Condition of Wallingford parks draws more scrutiny from council

WALLINGFORD — The Town Council this week had more questions about the town’s parks, and expressed dismay that the newly reconstituted Parks and Recreation Commission has decided to meet quarterly rather than monthly.

Town Councilor Craig Fishbein requested the discussion with Parks and Recreation Director Kenny Michaels that focused on poor conditions at some of the parks, including a slide presentation from two council members who recently visited five of the parks and documented the experience with pictures.

The condition of town parks has come under scrutiny after an arson fire at Doolittle Park left the playscape heavily damaged. Before that questions were raised over the safety of the parks after two minors got into a physical fight with a coach at the same park.

Council members Joseph Marrone and Christina Tatta visited five of the parks, “just to get an idea” of the conditions there. “This isn’t strictly about safety, and this is not just a rec department issue either,” Marrone said. “This has to do with police, it has to do with public works. Poorly maintained facilities attract vandalism and discourage legitimate use. I think if you tour the parks, you’re going to see a lot of vandalism. Maintaining public parks is a basic function of government.”

At Lufbery Park, under the slide there it’s plain dirt, Marrone said, and there are wires dangling at the pavilion. At Community Lake Park, there is damage to the swing set, there are more dangling wires at the park building and fairly large cracks in the tennis courts.

At Westside Field, the scoreboard has been vandalized and there is a broken pole.

There’s a lot of graffiti on the park buildings and there are holes in one of the structures, Marrone said. “You can hear the critters moving around inside,” he said. There also is no net on the volleyball court, Tatta said.

And there is the “famous building that nobody likes” at Doolittle, Marrone said. “Again, there’s dangling wires, lot of graffiti, lots of holes in the building, the same thing you’re seeing all over the place.”

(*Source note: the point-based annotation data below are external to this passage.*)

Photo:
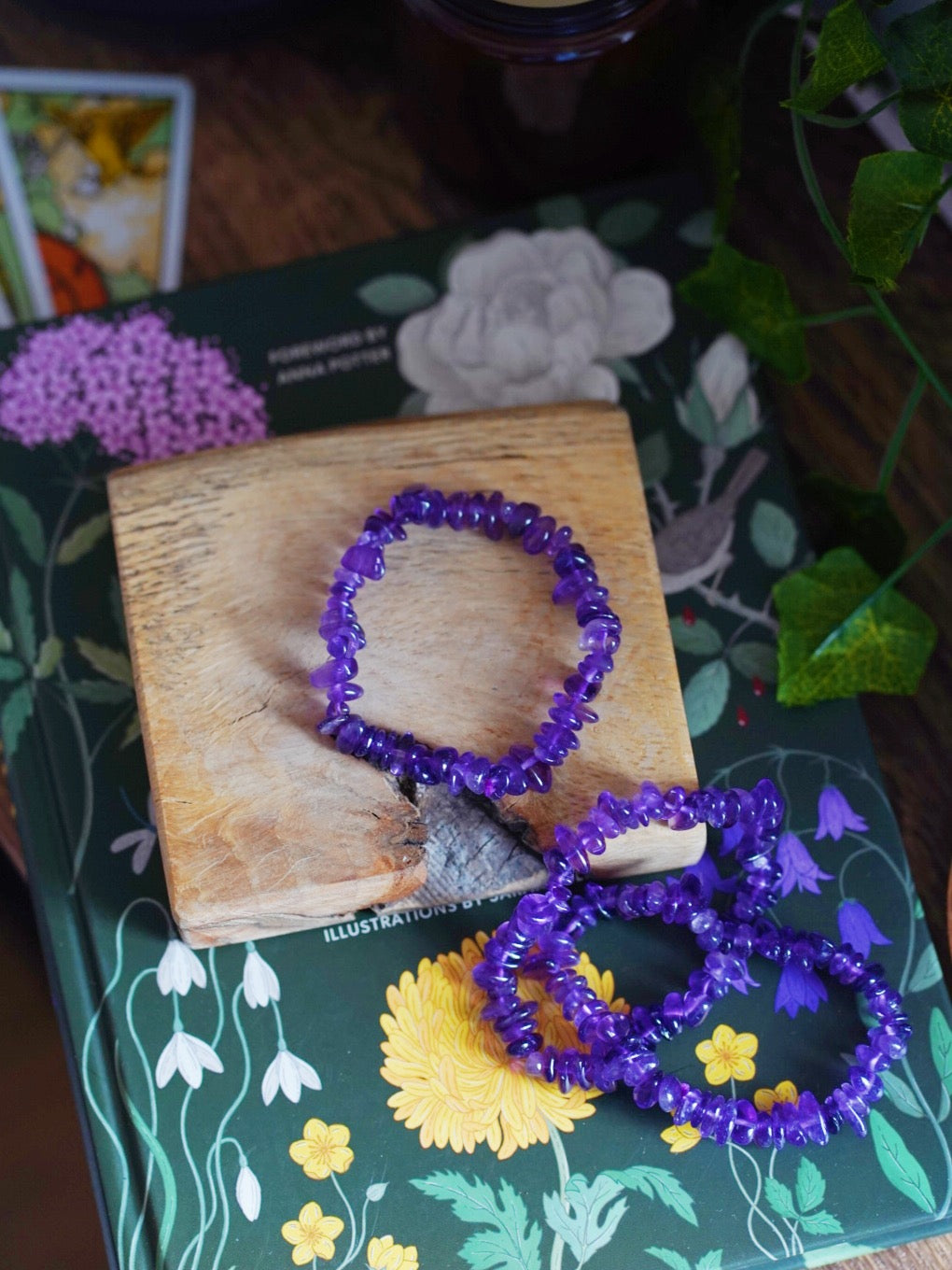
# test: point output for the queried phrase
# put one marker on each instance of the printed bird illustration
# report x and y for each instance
(695, 543)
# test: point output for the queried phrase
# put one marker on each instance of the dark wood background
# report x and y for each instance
(297, 151)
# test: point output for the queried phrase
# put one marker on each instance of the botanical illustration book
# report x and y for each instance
(333, 1097)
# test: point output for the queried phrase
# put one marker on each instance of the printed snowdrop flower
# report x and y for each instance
(857, 926)
(141, 842)
(799, 867)
(247, 1192)
(532, 318)
(287, 1072)
(258, 981)
(178, 969)
(835, 815)
(188, 1055)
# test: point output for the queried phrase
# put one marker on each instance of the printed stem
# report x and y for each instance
(555, 1262)
(891, 456)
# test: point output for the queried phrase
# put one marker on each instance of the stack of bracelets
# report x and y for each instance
(539, 940)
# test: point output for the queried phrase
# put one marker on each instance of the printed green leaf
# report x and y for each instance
(706, 696)
(397, 293)
(811, 1186)
(751, 300)
(24, 630)
(899, 1164)
(845, 515)
(779, 1198)
(833, 646)
(846, 52)
(13, 718)
(585, 1227)
(25, 522)
(698, 230)
(751, 658)
(700, 637)
(656, 1184)
(894, 194)
(561, 212)
(900, 1095)
(654, 459)
(820, 1223)
(941, 1045)
(113, 663)
(627, 221)
(676, 1260)
(101, 692)
(773, 533)
(508, 1246)
(927, 970)
(49, 656)
(83, 539)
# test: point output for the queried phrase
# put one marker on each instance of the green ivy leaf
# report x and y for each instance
(23, 627)
(773, 533)
(627, 221)
(900, 1095)
(13, 718)
(561, 212)
(751, 300)
(941, 1047)
(25, 522)
(83, 539)
(899, 1164)
(115, 664)
(397, 293)
(890, 205)
(811, 1186)
(845, 515)
(706, 696)
(779, 1199)
(833, 644)
(754, 659)
(846, 52)
(49, 656)
(700, 638)
(820, 1223)
(928, 970)
(654, 459)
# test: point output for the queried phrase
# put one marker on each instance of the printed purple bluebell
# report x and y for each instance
(799, 867)
(857, 926)
(835, 815)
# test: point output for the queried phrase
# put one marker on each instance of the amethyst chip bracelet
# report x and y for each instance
(524, 769)
(539, 940)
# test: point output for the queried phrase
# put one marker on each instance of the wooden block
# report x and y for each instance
(225, 557)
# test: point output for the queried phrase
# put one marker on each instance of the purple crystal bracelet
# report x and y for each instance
(524, 768)
(539, 940)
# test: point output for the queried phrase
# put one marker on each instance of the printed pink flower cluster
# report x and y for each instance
(140, 390)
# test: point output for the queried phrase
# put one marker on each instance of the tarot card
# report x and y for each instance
(103, 162)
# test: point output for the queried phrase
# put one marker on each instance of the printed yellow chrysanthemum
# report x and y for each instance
(727, 1054)
(455, 1081)
(783, 1093)
(313, 1235)
(680, 1138)
(323, 1150)
(385, 1255)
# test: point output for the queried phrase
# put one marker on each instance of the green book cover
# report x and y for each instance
(331, 1097)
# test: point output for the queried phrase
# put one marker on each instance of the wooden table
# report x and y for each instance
(297, 151)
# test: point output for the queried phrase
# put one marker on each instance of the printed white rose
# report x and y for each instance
(529, 319)
(178, 969)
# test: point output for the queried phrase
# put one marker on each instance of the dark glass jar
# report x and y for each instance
(537, 95)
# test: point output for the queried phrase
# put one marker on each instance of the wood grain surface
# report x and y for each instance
(297, 150)
(263, 827)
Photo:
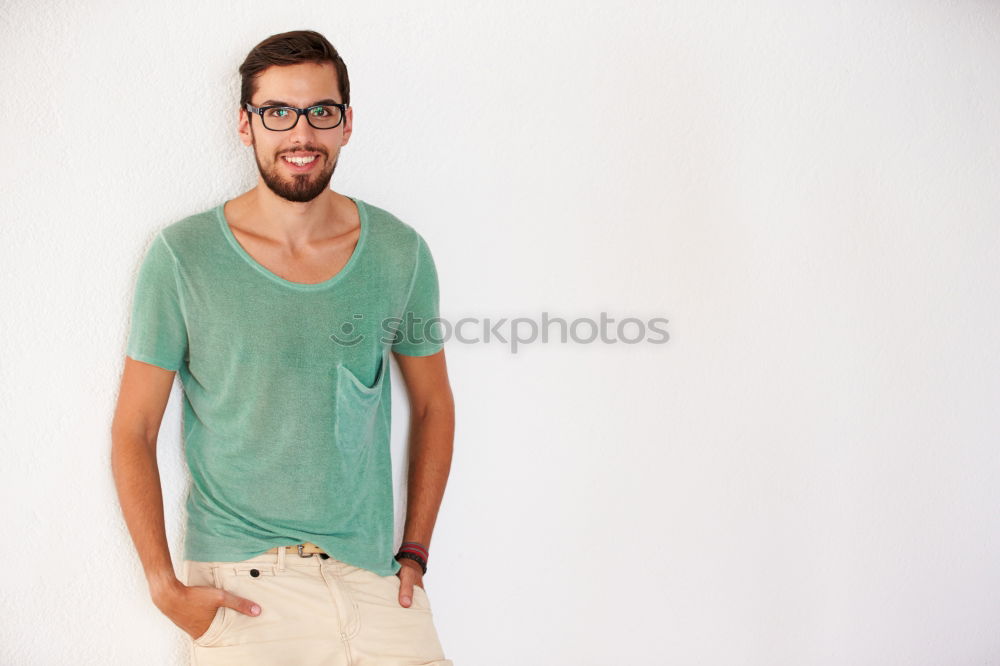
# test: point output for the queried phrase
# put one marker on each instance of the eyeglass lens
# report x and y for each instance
(320, 117)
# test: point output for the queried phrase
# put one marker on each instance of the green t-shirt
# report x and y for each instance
(286, 385)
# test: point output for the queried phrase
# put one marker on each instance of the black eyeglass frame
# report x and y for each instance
(259, 110)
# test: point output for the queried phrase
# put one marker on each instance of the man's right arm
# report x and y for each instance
(142, 399)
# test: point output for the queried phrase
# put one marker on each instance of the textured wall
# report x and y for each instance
(805, 474)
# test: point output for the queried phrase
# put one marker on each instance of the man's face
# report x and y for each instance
(301, 85)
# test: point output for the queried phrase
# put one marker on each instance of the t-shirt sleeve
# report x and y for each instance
(419, 333)
(157, 332)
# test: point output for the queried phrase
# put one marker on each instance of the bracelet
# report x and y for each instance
(413, 551)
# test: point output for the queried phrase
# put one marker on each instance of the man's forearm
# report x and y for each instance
(431, 445)
(137, 478)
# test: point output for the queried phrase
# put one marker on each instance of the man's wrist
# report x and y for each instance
(162, 582)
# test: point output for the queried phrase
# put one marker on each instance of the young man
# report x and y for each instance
(278, 309)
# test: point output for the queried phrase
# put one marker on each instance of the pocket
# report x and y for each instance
(357, 406)
(210, 576)
(419, 601)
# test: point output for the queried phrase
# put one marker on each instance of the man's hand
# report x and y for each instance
(409, 575)
(192, 608)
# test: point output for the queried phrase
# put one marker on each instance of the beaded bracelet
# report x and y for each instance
(413, 551)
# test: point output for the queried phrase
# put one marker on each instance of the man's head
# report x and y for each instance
(298, 69)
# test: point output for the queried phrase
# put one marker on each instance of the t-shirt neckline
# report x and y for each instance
(302, 286)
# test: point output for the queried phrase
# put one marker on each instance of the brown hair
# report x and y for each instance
(291, 48)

On the building there is a sign placed by the Rotary Club advertising businesses who donated to construct the building, which the Rotary donated to the town in 1991.

“This is an example of where we were advertising some of the donors of the item, which I think is entirely appropriate,” Marrone said. “Advertising in the parks is something we have conceived of in the past and could be a way to pay for some of these improvements. I’m not sure if our budgetary structure we have now year to year is going to address a lot of these concerns. I think we need to look at something a little bit bigger in terms of multi departments and what’s the plan and how we are going to finance this in the future.”

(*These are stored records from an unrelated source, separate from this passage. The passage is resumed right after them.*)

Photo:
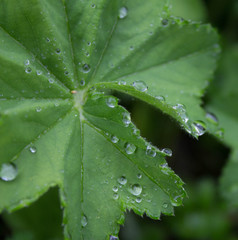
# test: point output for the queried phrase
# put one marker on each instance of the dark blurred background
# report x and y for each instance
(205, 215)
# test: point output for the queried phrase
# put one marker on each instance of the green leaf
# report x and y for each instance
(224, 97)
(60, 126)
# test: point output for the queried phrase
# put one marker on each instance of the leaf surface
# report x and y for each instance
(59, 124)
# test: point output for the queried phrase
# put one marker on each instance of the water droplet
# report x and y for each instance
(86, 68)
(115, 196)
(136, 189)
(33, 149)
(51, 80)
(160, 98)
(28, 70)
(140, 86)
(38, 109)
(82, 82)
(113, 238)
(114, 139)
(139, 175)
(167, 151)
(212, 118)
(122, 180)
(130, 148)
(165, 22)
(8, 172)
(123, 12)
(27, 62)
(58, 51)
(111, 102)
(38, 72)
(126, 119)
(84, 221)
(199, 128)
(150, 151)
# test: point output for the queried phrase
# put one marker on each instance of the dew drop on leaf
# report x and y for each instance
(199, 128)
(32, 149)
(126, 119)
(84, 221)
(130, 148)
(8, 172)
(122, 180)
(28, 70)
(167, 151)
(123, 12)
(212, 118)
(111, 102)
(136, 189)
(114, 139)
(86, 68)
(140, 86)
(150, 151)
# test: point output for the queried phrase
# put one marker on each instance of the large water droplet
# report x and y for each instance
(33, 149)
(212, 118)
(151, 152)
(84, 221)
(8, 172)
(199, 128)
(122, 12)
(122, 180)
(114, 139)
(167, 151)
(130, 148)
(111, 102)
(140, 86)
(136, 189)
(86, 68)
(126, 119)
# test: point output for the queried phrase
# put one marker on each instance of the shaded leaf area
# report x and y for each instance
(223, 99)
(60, 129)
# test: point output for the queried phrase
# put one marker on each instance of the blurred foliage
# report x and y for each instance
(205, 215)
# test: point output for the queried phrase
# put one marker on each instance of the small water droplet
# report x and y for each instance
(84, 221)
(122, 180)
(115, 196)
(28, 70)
(139, 175)
(123, 12)
(199, 128)
(212, 118)
(38, 109)
(140, 86)
(8, 172)
(86, 68)
(58, 51)
(126, 119)
(167, 151)
(111, 102)
(151, 152)
(33, 149)
(38, 72)
(114, 139)
(130, 148)
(136, 189)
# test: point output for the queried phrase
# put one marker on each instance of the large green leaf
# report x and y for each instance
(224, 97)
(60, 126)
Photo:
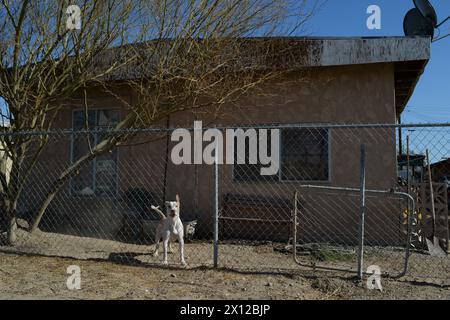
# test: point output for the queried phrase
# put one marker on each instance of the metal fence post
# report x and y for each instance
(216, 209)
(362, 211)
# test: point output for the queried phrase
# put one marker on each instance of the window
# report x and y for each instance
(251, 172)
(99, 176)
(304, 156)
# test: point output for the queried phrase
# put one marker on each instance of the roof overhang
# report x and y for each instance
(409, 55)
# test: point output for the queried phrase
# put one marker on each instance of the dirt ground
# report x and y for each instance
(36, 268)
(37, 277)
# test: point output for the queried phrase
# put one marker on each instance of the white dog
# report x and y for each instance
(170, 228)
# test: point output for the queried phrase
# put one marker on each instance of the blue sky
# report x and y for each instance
(431, 99)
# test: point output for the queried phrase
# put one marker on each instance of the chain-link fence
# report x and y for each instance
(90, 194)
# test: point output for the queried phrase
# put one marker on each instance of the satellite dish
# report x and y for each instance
(415, 24)
(427, 10)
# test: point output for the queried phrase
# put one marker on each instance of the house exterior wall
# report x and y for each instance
(345, 94)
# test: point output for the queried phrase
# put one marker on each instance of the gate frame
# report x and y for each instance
(384, 192)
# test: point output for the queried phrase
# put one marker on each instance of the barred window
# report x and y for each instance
(304, 154)
(303, 157)
(99, 176)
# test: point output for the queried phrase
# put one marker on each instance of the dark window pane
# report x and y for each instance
(99, 177)
(252, 172)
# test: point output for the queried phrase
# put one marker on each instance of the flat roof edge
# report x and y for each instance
(352, 51)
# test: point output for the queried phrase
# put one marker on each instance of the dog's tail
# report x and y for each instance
(161, 215)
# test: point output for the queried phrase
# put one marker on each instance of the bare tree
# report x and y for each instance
(173, 54)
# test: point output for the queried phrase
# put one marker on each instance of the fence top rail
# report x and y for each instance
(10, 132)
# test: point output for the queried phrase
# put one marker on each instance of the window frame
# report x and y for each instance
(281, 149)
(94, 169)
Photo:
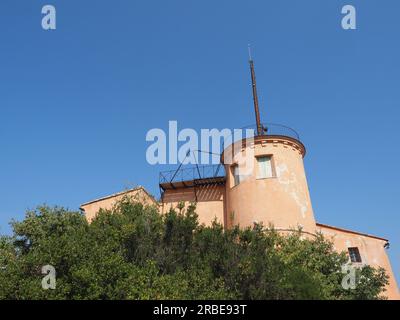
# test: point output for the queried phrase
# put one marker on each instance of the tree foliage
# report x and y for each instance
(133, 252)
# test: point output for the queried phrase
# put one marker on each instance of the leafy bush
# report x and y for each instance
(133, 252)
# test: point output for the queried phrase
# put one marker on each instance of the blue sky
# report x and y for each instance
(76, 103)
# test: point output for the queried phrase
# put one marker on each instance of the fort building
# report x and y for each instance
(274, 192)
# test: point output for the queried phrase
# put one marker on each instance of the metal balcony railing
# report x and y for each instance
(192, 173)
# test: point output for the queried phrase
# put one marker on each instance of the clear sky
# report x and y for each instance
(76, 103)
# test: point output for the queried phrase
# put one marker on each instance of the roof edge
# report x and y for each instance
(118, 194)
(351, 231)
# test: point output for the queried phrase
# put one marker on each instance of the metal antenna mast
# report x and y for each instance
(260, 129)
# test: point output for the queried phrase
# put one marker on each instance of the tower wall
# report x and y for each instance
(283, 199)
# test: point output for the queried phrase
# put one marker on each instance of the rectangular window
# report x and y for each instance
(354, 254)
(264, 167)
(236, 176)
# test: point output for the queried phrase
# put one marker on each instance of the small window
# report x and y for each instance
(236, 176)
(354, 254)
(264, 167)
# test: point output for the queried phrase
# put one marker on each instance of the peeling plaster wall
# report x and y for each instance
(283, 200)
(139, 195)
(210, 202)
(371, 249)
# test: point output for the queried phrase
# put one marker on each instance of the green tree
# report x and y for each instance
(134, 252)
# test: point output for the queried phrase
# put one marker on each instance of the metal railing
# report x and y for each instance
(192, 173)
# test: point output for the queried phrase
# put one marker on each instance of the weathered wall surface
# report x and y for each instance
(210, 201)
(138, 194)
(282, 200)
(371, 249)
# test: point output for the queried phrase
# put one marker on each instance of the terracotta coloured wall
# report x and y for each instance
(282, 200)
(371, 249)
(91, 208)
(210, 201)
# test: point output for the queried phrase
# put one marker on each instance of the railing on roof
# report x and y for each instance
(192, 173)
(199, 172)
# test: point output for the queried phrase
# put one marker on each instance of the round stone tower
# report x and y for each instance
(266, 182)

Community Pool also is an issue that is not going to go away, Marrone said.

“The Community Pool is empty and is kind of messy and it is going to remain that way until we come up with the money to do something different with it,” he said. “If we are never going to do anything with it, maybe you sell it, or maybe you put another building up or you do something completely different, but I hate to see these sort of spaces left deteriorating and taken apart piece by piece because we don’t want to spend the money to invest in them.”

After working for more than a year on plans to renovate the pool into a recreation complex, parks and recreation members gave up after Mayor William Dickinson Jr. indicated the town couldn’t afford the project. It’s now estimated it would cost $8.5 million to do the project, which has been suggested come from the ARPA money the town received from the federal government.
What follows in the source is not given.